# Sky Blue Half Gallon "ATLAS E-Z SEAL" ?



## poorjodie (Jun 18, 2006)

I have a sky blue, half gallon, "ATLAS E-Z SEAL" that I think is a #116-2 with the beaded neck. The Red Book only lists this jar in a clear glass quart. Am I missing something in the book?


----------



## woody (Jun 18, 2006)

It looks like the old style lightning seal, to me, instead of the beaded neck.
 I see them on the Trade Mark Lightning jars, by Putnam.


----------



## woody (Jun 18, 2006)

Here's a photo of the Trademark Lightning jar.

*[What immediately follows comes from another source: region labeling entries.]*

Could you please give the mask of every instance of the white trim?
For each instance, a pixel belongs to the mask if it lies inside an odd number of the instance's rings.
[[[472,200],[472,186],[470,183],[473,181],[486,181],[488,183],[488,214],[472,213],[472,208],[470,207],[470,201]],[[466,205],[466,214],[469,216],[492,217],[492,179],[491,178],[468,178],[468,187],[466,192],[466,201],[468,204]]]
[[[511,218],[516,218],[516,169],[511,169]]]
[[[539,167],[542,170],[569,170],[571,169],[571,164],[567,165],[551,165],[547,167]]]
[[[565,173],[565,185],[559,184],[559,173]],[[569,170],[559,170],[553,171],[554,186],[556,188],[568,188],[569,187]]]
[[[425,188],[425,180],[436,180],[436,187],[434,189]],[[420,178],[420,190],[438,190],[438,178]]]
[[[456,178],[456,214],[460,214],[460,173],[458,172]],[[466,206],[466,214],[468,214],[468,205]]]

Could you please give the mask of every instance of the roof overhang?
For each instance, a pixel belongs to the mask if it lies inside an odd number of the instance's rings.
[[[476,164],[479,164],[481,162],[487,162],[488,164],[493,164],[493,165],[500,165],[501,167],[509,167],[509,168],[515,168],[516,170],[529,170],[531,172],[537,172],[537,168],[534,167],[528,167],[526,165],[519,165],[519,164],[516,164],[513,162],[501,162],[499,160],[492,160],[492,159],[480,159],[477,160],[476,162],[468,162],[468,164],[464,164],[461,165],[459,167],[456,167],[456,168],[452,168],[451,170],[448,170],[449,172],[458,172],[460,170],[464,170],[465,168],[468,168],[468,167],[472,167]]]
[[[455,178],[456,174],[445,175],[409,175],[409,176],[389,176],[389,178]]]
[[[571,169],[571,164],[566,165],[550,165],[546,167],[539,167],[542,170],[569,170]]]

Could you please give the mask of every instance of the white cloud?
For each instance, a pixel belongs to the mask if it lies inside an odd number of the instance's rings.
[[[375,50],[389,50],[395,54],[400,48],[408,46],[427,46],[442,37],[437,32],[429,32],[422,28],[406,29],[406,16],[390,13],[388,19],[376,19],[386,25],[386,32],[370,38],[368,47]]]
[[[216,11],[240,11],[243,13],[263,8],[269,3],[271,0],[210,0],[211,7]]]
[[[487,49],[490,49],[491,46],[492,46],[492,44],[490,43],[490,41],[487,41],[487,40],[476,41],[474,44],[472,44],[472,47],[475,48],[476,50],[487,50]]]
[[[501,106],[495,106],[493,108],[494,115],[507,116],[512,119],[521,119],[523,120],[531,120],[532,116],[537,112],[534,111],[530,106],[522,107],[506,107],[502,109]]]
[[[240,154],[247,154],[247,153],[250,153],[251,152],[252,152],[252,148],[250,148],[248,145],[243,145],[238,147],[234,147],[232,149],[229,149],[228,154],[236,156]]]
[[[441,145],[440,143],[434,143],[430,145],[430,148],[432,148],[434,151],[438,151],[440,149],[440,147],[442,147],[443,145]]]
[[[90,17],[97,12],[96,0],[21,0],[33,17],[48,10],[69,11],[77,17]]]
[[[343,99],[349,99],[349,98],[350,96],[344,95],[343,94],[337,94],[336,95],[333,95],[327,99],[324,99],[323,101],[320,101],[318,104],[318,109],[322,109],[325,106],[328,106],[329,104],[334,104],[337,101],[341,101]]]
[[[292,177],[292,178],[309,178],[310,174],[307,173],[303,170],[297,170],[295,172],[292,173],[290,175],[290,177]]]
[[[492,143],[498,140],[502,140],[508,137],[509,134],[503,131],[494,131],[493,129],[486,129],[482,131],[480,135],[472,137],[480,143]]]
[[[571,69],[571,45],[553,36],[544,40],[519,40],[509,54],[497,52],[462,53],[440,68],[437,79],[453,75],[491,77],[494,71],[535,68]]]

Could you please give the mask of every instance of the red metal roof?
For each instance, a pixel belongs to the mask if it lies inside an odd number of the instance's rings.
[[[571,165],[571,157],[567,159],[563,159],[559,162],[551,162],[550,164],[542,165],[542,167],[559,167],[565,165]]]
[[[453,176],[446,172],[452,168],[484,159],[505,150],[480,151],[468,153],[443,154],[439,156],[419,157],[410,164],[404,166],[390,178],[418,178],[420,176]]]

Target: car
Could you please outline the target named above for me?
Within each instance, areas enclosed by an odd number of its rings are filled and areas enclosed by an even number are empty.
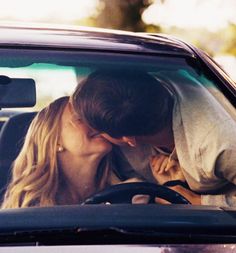
[[[209,55],[180,39],[35,24],[1,25],[0,34],[1,198],[35,114],[71,95],[97,69],[146,70],[177,83],[185,76],[236,119],[234,81]],[[163,192],[174,204],[127,203],[130,192]],[[235,252],[235,247],[235,207],[191,205],[149,183],[115,185],[82,205],[0,210],[0,252]]]

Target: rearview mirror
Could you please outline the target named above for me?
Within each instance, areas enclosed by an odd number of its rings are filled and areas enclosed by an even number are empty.
[[[31,107],[36,103],[35,81],[0,75],[0,108]]]

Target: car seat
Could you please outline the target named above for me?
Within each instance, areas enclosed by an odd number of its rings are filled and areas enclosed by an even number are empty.
[[[19,154],[24,137],[36,112],[11,116],[0,131],[0,200],[11,175],[12,162]]]

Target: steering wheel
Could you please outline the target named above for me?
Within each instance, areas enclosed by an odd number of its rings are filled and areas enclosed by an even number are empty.
[[[124,183],[110,186],[93,196],[87,198],[83,204],[100,203],[132,203],[135,195],[149,195],[149,203],[155,203],[155,198],[162,198],[172,204],[191,204],[185,197],[178,192],[165,186],[147,182]]]

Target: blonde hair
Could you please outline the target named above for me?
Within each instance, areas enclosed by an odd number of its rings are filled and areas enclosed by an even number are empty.
[[[59,167],[57,143],[61,115],[69,97],[62,97],[33,119],[22,150],[13,164],[12,180],[2,208],[52,206],[57,204]]]

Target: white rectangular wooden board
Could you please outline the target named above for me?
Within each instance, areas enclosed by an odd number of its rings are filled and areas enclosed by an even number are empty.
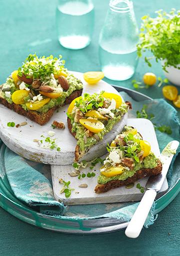
[[[134,126],[142,135],[144,140],[149,142],[151,145],[152,151],[156,156],[160,155],[160,149],[156,137],[154,129],[150,121],[144,118],[130,118],[128,125]],[[105,158],[106,156],[102,157]],[[107,192],[96,194],[94,189],[97,184],[97,178],[100,174],[100,165],[96,165],[92,170],[89,167],[86,169],[81,169],[81,173],[87,174],[93,171],[96,173],[94,177],[86,177],[78,180],[78,176],[70,177],[69,173],[74,170],[72,165],[52,166],[52,175],[54,196],[56,199],[63,202],[66,205],[90,204],[95,203],[104,203],[120,202],[139,201],[143,196],[140,190],[136,188],[136,184],[140,183],[142,187],[146,187],[148,178],[142,179],[134,184],[131,189],[127,189],[125,186],[112,189]],[[96,170],[96,171],[95,171]],[[64,193],[60,194],[60,191],[62,185],[58,182],[59,179],[62,178],[65,181],[70,181],[70,187],[74,190],[72,191],[70,197],[66,198]],[[86,184],[88,187],[80,188],[82,184]],[[164,180],[156,198],[164,194],[168,189],[166,179]]]

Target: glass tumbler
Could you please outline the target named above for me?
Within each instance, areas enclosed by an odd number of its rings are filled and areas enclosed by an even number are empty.
[[[56,26],[60,44],[72,49],[82,49],[89,45],[94,16],[91,0],[58,0]]]
[[[134,73],[138,31],[130,0],[111,0],[99,39],[99,57],[108,78],[122,81]]]

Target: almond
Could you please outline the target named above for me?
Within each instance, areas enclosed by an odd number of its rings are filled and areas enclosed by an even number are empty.
[[[20,81],[22,81],[28,84],[32,84],[32,78],[31,77],[30,78],[28,78],[24,74],[22,74],[22,76],[20,76],[18,75],[18,77],[20,80]]]
[[[38,89],[42,83],[40,80],[35,80],[32,84],[32,87],[34,89]]]
[[[39,90],[44,92],[52,92],[54,91],[53,88],[48,85],[42,85],[40,87]]]
[[[70,87],[67,79],[63,76],[60,76],[58,77],[58,81],[59,84],[61,85],[65,90],[68,90]]]

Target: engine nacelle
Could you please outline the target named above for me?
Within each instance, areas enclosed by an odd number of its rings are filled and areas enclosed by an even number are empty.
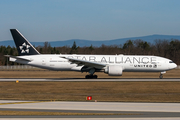
[[[109,65],[104,72],[107,73],[109,76],[121,76],[122,71],[123,68],[120,65]]]

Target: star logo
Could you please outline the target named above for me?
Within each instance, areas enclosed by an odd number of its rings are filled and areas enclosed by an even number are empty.
[[[23,44],[22,44],[22,46],[19,46],[19,49],[21,50],[21,53],[29,53],[29,48],[30,48],[31,46],[29,46],[29,45],[26,45],[26,43],[24,42]]]

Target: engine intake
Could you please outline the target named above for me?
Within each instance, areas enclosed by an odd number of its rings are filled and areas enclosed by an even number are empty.
[[[109,65],[104,72],[107,73],[109,76],[121,76],[122,71],[123,68],[120,65]]]

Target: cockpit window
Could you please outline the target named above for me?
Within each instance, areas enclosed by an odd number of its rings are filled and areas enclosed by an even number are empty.
[[[169,63],[174,63],[173,61],[169,61]]]

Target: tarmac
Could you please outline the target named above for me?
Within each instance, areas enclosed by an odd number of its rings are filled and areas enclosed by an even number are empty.
[[[180,81],[180,78],[164,78],[164,79],[159,79],[159,78],[114,78],[114,79],[109,79],[109,78],[100,78],[100,79],[83,79],[83,78],[37,78],[37,79],[32,79],[32,78],[0,78],[1,81]]]
[[[0,116],[0,119],[97,119],[158,120],[180,119],[180,103],[67,102],[0,100],[0,111],[41,111],[65,113],[114,113],[120,115]],[[8,104],[9,103],[9,104]]]
[[[180,81],[166,79],[0,79],[0,81]],[[0,100],[0,111],[113,113],[118,115],[0,116],[0,120],[179,120],[180,103],[74,102]]]

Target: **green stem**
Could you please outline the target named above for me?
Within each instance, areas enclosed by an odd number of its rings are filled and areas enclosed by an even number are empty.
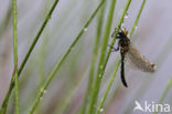
[[[19,114],[19,83],[18,83],[18,28],[17,28],[17,0],[12,0],[13,10],[13,58],[14,58],[14,97],[15,97],[15,114]]]
[[[111,6],[109,9],[108,19],[107,19],[106,29],[105,29],[105,34],[104,34],[104,39],[103,39],[103,46],[101,46],[101,52],[100,52],[100,59],[99,59],[96,81],[95,81],[93,94],[90,97],[90,104],[88,107],[88,114],[94,114],[95,110],[96,110],[96,105],[97,105],[97,97],[98,97],[100,82],[101,82],[101,77],[103,77],[103,74],[101,74],[103,68],[101,66],[105,62],[106,49],[107,49],[107,44],[108,44],[108,40],[109,40],[109,35],[110,35],[110,29],[111,29],[111,23],[112,23],[112,17],[114,17],[114,11],[115,11],[116,0],[112,0],[110,4]]]
[[[100,1],[103,1],[103,0],[100,0]],[[87,86],[86,95],[85,95],[83,106],[82,106],[82,110],[80,110],[79,114],[85,114],[86,113],[87,103],[88,103],[88,101],[90,99],[90,90],[93,90],[95,64],[96,64],[96,59],[97,59],[97,55],[98,55],[97,53],[98,53],[99,39],[101,37],[101,29],[103,29],[103,22],[104,22],[103,21],[104,12],[105,12],[105,7],[103,7],[100,9],[100,11],[97,13],[97,31],[96,31],[94,51],[93,51],[92,63],[90,63],[88,86]]]
[[[117,71],[118,71],[119,65],[120,65],[120,61],[118,61],[118,63],[117,63],[117,65],[116,65],[116,68],[115,68],[115,71],[114,71],[114,73],[112,73],[112,76],[111,76],[111,79],[110,79],[110,82],[109,82],[109,84],[108,84],[108,87],[106,89],[106,92],[105,92],[105,94],[104,94],[104,96],[103,96],[103,99],[101,99],[101,101],[100,101],[100,104],[99,104],[99,106],[98,106],[98,108],[97,108],[97,113],[96,113],[96,114],[99,114],[99,113],[103,111],[103,105],[104,105],[105,100],[106,100],[106,97],[107,97],[107,95],[108,95],[108,93],[109,93],[109,90],[110,90],[111,85],[112,85],[112,82],[114,82],[114,80],[115,80],[115,76],[116,76],[116,74],[117,74]]]
[[[131,38],[132,34],[133,34],[133,31],[135,31],[135,29],[136,29],[136,27],[137,27],[137,24],[138,24],[138,21],[139,21],[139,18],[140,18],[140,14],[141,14],[141,12],[142,12],[142,9],[143,9],[144,4],[146,4],[146,0],[142,1],[141,8],[140,8],[140,10],[139,10],[139,13],[138,13],[138,15],[137,15],[137,19],[135,20],[135,23],[133,23],[133,27],[132,27],[132,29],[131,29],[131,31],[130,31],[129,38]]]
[[[172,86],[172,77],[168,81],[168,84],[166,84],[166,87],[164,89],[163,93],[162,93],[162,96],[160,97],[159,100],[159,103],[158,104],[162,104],[162,102],[164,101],[169,90],[171,89]],[[159,110],[159,108],[158,108]],[[158,112],[154,112],[153,114],[158,114]]]
[[[50,10],[50,12],[47,13],[46,19],[44,20],[44,22],[43,22],[43,24],[42,24],[40,31],[37,32],[36,37],[34,38],[34,40],[33,40],[33,42],[32,42],[32,45],[30,46],[30,49],[29,49],[29,51],[28,51],[28,53],[26,53],[26,55],[25,55],[25,58],[24,58],[22,64],[20,65],[20,69],[19,69],[19,71],[18,71],[18,76],[20,76],[20,74],[21,74],[21,72],[22,72],[22,70],[23,70],[23,68],[24,68],[24,65],[25,65],[25,63],[26,63],[29,56],[31,55],[31,52],[33,51],[33,49],[34,49],[34,46],[35,46],[35,44],[36,44],[36,42],[37,42],[37,40],[40,39],[40,35],[42,34],[42,32],[43,32],[45,25],[47,24],[49,20],[51,19],[51,15],[52,15],[52,13],[53,13],[53,11],[54,11],[54,9],[55,9],[57,2],[58,2],[58,0],[55,0],[55,1],[54,1],[53,7],[51,8],[51,10]],[[3,108],[3,110],[6,110],[7,106],[8,106],[9,97],[10,97],[10,95],[11,95],[11,92],[12,92],[12,89],[13,89],[13,87],[14,87],[14,81],[13,81],[13,79],[11,79],[10,87],[9,87],[8,93],[7,93],[7,95],[6,95],[6,99],[4,99],[3,103],[2,103],[2,108]]]
[[[83,27],[83,29],[80,30],[80,32],[78,33],[78,35],[75,38],[75,40],[73,41],[73,43],[69,45],[69,48],[67,49],[66,53],[61,58],[61,60],[57,62],[57,64],[55,65],[55,68],[53,69],[53,71],[50,73],[50,75],[47,76],[47,80],[45,81],[43,87],[40,90],[32,107],[29,111],[29,114],[32,114],[35,110],[35,107],[39,105],[41,97],[44,94],[44,91],[46,90],[46,87],[49,86],[50,82],[52,81],[52,79],[54,77],[54,74],[57,72],[57,70],[60,69],[60,66],[62,65],[62,63],[64,62],[64,60],[66,59],[66,56],[69,54],[71,50],[73,49],[73,46],[76,44],[76,42],[79,40],[79,38],[82,37],[82,34],[84,33],[85,29],[89,25],[89,23],[92,22],[92,20],[94,19],[94,17],[96,15],[97,11],[101,8],[101,6],[104,4],[105,0],[103,2],[99,3],[99,6],[97,7],[97,9],[93,12],[93,14],[90,15],[90,18],[87,20],[87,22],[85,23],[85,25]]]

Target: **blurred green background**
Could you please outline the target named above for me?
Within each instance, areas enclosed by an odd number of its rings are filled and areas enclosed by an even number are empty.
[[[18,0],[19,65],[53,2],[54,0]],[[19,85],[21,114],[25,114],[33,104],[40,86],[96,9],[98,2],[98,0],[60,0],[22,71]],[[126,2],[127,0],[117,0],[111,33],[120,19]],[[128,18],[123,22],[129,31],[141,2],[142,0],[131,1]],[[8,91],[13,71],[11,4],[10,0],[0,0],[0,104],[2,104]],[[129,87],[126,89],[120,82],[120,72],[118,70],[109,97],[106,101],[105,114],[138,114],[132,111],[135,101],[151,103],[160,100],[168,81],[172,76],[171,4],[172,1],[170,0],[147,0],[131,42],[143,55],[155,63],[157,72],[153,74],[143,73],[131,69],[132,66],[127,64],[126,80]],[[107,0],[105,22],[109,6],[110,0]],[[78,112],[87,87],[95,33],[96,18],[72,49],[72,52],[45,91],[34,114],[76,114]],[[99,100],[110,80],[118,55],[118,52],[110,55],[103,79]],[[169,90],[164,103],[172,105],[171,94],[172,90]],[[8,114],[13,114],[13,93],[9,104]]]

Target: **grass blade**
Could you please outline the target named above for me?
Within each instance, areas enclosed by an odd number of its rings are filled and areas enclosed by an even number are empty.
[[[96,8],[96,10],[93,12],[93,14],[90,15],[90,18],[87,20],[87,22],[85,23],[85,25],[82,28],[80,32],[78,33],[78,35],[75,38],[75,40],[73,41],[73,43],[69,45],[69,48],[67,49],[67,51],[65,52],[65,54],[61,58],[61,60],[57,62],[57,64],[55,65],[55,68],[53,69],[53,71],[50,73],[50,75],[47,76],[47,80],[45,81],[44,85],[42,86],[42,89],[40,90],[32,107],[29,111],[29,114],[32,114],[35,110],[35,107],[39,105],[40,103],[40,99],[43,96],[44,91],[46,90],[46,87],[49,86],[49,84],[51,83],[52,79],[54,77],[54,74],[57,72],[57,70],[60,69],[60,66],[62,65],[62,63],[64,62],[64,60],[66,59],[66,56],[69,54],[71,50],[73,49],[73,46],[76,44],[76,42],[79,40],[79,38],[82,37],[82,34],[84,33],[85,29],[89,25],[89,23],[92,22],[92,20],[94,19],[94,17],[96,15],[97,11],[101,8],[101,6],[104,4],[105,0],[101,1],[98,7]]]

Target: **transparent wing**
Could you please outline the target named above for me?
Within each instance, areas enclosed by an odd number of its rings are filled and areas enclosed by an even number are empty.
[[[129,62],[143,72],[154,72],[155,65],[146,59],[131,43],[127,53]]]

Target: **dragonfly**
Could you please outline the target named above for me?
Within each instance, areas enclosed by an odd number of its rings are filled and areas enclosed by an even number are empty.
[[[112,34],[114,35],[114,34]],[[130,42],[127,29],[120,29],[117,33],[118,45],[112,49],[115,51],[120,50],[121,65],[120,77],[122,84],[128,87],[125,79],[125,58],[128,55],[129,60],[141,71],[153,73],[155,71],[155,64],[151,63],[146,56],[143,56],[137,48]]]

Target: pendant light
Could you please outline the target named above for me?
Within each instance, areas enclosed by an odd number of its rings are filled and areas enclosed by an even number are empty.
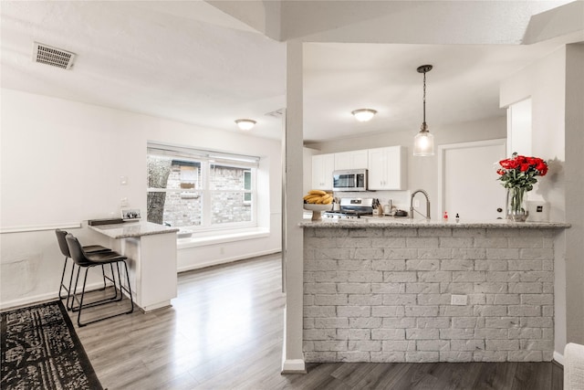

 Notice the tops are the same.


----------



## poorjodie (Jun 18, 2006)

Thank you. I see my mistake. This would be a #116 in the half gallon size with the old style Lightning seal.. In the Red Book it only shows the #116 half gallon in light green and no other color. The only Atlas E-Z Seal half gallons in blue are #109 and #117. The #109 has the ATLAS E-Z SEAL in a circle and #117 has only the "ATLAS" in quotes instead of the entire "ATLAS E-Z SEAL" as on my jar. Was the #116 HG Sky Blue accidently omitted from the "Red Book 9" ?


----------



## poorjodie (Jun 18, 2006)

By the way the circle after the S in ATLAS on my jar is a bubble not a quote.


----------



## woody (Jun 18, 2006)

I imagine that the Red Book is constantly evolving/changing as new variations are recorded.
 I was credited with adding #1773 to the Red Book.[]
 Maybe you should write to Doug Leybourne Jr. and see if this is a new variation.


----------